Mon but avec cet article n’est pas de décourager les photographes ou de semer la controverse, mais simplement de vous mettre en garde concernant les difficultés auxquelles vous ferez face.

8 commentaires

    1. Ce n’est pas une traduction auto, mais une traduction libre faite à la main. Il y a probablement une erreur de conversion pouce/cm. Je vais regarder cela aujourd’hui.
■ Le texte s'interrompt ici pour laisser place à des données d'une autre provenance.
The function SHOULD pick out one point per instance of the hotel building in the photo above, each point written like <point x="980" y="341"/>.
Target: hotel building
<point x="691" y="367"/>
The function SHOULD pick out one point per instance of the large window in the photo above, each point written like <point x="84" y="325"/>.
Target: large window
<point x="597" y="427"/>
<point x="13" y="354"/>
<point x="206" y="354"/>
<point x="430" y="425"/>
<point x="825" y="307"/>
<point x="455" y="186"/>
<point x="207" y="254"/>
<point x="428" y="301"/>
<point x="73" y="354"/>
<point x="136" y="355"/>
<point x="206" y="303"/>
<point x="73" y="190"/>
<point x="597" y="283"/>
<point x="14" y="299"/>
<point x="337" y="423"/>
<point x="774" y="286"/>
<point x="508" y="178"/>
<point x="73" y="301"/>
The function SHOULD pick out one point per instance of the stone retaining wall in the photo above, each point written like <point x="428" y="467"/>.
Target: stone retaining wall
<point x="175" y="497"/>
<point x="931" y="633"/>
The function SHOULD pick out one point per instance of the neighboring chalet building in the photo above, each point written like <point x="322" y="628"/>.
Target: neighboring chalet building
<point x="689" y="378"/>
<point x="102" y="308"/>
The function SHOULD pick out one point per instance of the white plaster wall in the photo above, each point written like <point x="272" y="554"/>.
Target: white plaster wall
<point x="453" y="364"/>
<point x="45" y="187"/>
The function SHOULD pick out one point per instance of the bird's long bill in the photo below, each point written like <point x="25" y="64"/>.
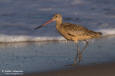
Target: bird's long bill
<point x="44" y="24"/>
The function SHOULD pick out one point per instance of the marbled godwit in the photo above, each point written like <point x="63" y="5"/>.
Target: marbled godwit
<point x="73" y="32"/>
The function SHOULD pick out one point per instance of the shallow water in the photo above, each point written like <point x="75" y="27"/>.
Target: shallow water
<point x="18" y="18"/>
<point x="46" y="56"/>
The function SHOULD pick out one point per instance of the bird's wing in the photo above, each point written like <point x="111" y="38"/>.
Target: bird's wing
<point x="74" y="29"/>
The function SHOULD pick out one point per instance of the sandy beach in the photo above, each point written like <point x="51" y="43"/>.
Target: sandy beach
<point x="91" y="70"/>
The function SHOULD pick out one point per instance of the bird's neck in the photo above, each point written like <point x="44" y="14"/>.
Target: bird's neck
<point x="58" y="23"/>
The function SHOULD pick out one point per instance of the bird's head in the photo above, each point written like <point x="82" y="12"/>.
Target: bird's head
<point x="56" y="17"/>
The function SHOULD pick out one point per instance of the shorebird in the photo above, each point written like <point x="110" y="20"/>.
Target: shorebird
<point x="73" y="32"/>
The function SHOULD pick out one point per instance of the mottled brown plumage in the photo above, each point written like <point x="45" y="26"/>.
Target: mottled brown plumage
<point x="73" y="32"/>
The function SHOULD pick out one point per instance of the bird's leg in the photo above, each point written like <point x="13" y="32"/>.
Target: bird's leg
<point x="77" y="54"/>
<point x="81" y="52"/>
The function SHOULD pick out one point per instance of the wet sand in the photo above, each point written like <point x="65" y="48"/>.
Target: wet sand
<point x="107" y="69"/>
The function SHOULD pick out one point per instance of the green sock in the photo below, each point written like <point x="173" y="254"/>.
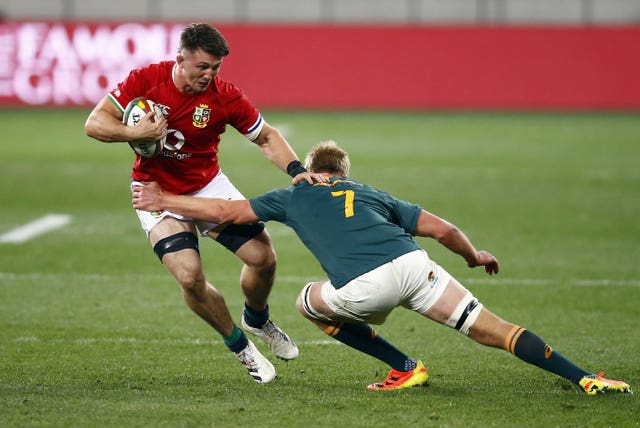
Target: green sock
<point x="365" y="339"/>
<point x="255" y="318"/>
<point x="237" y="341"/>
<point x="532" y="349"/>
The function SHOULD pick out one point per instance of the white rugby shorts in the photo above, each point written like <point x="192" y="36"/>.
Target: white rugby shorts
<point x="412" y="281"/>
<point x="219" y="187"/>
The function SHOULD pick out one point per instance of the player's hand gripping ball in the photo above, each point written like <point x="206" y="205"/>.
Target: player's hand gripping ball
<point x="135" y="111"/>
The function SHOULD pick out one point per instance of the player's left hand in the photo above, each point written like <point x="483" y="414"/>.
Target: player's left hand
<point x="309" y="177"/>
<point x="486" y="259"/>
<point x="147" y="197"/>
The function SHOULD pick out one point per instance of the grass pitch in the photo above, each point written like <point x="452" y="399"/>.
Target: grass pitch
<point x="94" y="332"/>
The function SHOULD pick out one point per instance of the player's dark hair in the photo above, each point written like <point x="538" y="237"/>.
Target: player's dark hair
<point x="204" y="36"/>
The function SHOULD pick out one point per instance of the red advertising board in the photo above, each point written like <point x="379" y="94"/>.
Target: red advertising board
<point x="327" y="67"/>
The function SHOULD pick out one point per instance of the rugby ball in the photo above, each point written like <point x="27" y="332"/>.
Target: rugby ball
<point x="133" y="113"/>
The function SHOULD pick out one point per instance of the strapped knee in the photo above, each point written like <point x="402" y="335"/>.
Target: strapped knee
<point x="465" y="314"/>
<point x="305" y="300"/>
<point x="177" y="242"/>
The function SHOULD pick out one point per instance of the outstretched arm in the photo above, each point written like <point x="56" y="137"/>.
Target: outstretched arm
<point x="446" y="233"/>
<point x="151" y="197"/>
<point x="276" y="148"/>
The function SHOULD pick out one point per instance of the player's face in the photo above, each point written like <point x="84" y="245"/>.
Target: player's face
<point x="198" y="69"/>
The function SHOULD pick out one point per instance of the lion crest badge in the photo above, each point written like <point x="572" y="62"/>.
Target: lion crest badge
<point x="201" y="116"/>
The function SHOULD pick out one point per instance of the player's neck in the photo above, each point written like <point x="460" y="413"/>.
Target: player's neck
<point x="180" y="82"/>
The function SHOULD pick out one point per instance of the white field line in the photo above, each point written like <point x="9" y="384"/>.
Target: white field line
<point x="37" y="227"/>
<point x="161" y="276"/>
<point x="134" y="340"/>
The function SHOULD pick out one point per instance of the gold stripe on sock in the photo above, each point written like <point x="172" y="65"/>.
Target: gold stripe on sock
<point x="512" y="338"/>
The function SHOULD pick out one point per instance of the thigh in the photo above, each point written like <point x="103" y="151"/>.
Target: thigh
<point x="256" y="251"/>
<point x="369" y="298"/>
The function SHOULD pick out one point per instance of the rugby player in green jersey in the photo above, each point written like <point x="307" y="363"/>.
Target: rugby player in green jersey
<point x="363" y="238"/>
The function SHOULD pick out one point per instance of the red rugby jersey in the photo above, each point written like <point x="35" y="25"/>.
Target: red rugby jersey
<point x="189" y="159"/>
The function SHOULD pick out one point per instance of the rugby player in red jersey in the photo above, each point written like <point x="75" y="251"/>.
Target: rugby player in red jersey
<point x="197" y="106"/>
  1. Bonjour, ce qui manque ce sont des photos pour en apporter la démonstration. Là ce sont des affirmations …Cependant , force est d’imaginer que plus le capteur dispose de pixels et plus il faut un objectif de qualité . … enfin les photos présentent des défauts mais regardées a uen distance de 5 fois la valeur de la diagonale l’oeil que voit il ? Je pense que dans cette débauche de pixels les constructeurs veulent  » imposer  » de passer à ces définitions pour ensuite passer aux optiques qui vont avec comme le 200-400 Canon a 7000 euros ?
    La photo , ce n’est pas une affaire de pixels sauf dans quelques cas particuliers de photos industrielles ou publicitaires mais c’est une minorité ..La photo c’est soit un souvenir soit faire passer une émotion…Si les APN permettent de tirer des photos en veux tu en voila …comme les smartphones ..que reste-t-il des vrais photos quand on partait avec la bobine de 36 vues qui demandait beaucoup de réflexion avant de déclencher …les APN n’ont ils pas tué la photographie ?Pour ma part je fais des photos de sports mais plus de photo vraiment réfléchie et préparée comme en 1975 ?

    1. La photo a en effet bien changé depuis 1975. À l’époque je débutais en photo, et j’utilisais des bobines de 12 poses. Je n’avais l’argent pour m’offrir plus de poses d’un coup. 🙂

  2. Je ne suis qu’un modeste amateur, passionné, mais m’inscrit en faux contre votre avis caricatural.

    J’apprécie tous les jours mon choix d’un boîtier de 36 Mpx.
    1°. Je l’accompagne d’un 24-70 F/2,8, d’un 70-200 F/4, et d’un 35 F/1,8 qui me suffisent totalement surtout eu égard aux capacités fabuleuses de recadrage que les 36 Mpx autorisent quand c’est nécessaire.
    2°. Un iMac récent et la dernière version de Lr ne font pas de moi un consommateur de café intoxiqué.
    3°. Je ne fais pas plus de 15000 photos/an qui après tri sélectif se réduisent à 3/4000, et la mémoire disque ne coûte pour rien aujourd’hui. (vous en faites sans doute plus de 100 000)
    4°. Je fais tirer les photos en 60/40 (expo) voire en 120/80 quand elle le mérite ou que j’ai une demande. Et en 120/80, c’est fabuleux de qualité et de précision, on est « dedans ».
    5°. La dynamique du boîtier est extraordinaire et permet de faire parler les ombres, si on a pris la précaution d’exposer à droite.
    6°. Les photos de nuit sont faites à 64 ISO sur trépied, où est le problème ?
    7°. En règle générale, il faut travailler à une vitesse supérieure d’un stop à la règle habituelle, sauf stabilisateur, ou être tireur d’élite.

    En résumé, nos pratiques photographiques ne sont pas les mêmes. Vous parlez en pro, je suis amateur.

    1. Merci pour votre commentaire. Mais ce texte est l’opinion du photographe Scott Bourne. Cela ne veut pas dire qu’il a raison. C’est simplement son point de vue.

  3. Certes.
    Toutefois votre fuji apsc de 16Mp est équivalent en résolution a un full frame de 36Mp comme le d810.

    Donc a génération de capteur identique, les deux devraient donner le meme bruit… Sauf a dire que fuji fait des miracles ?

    1. C’est simplement l’opinion de Scott Bourne. Cela ne veut pas dire qu’il a raison à 100%. C’est un avis parmi tant d’autres.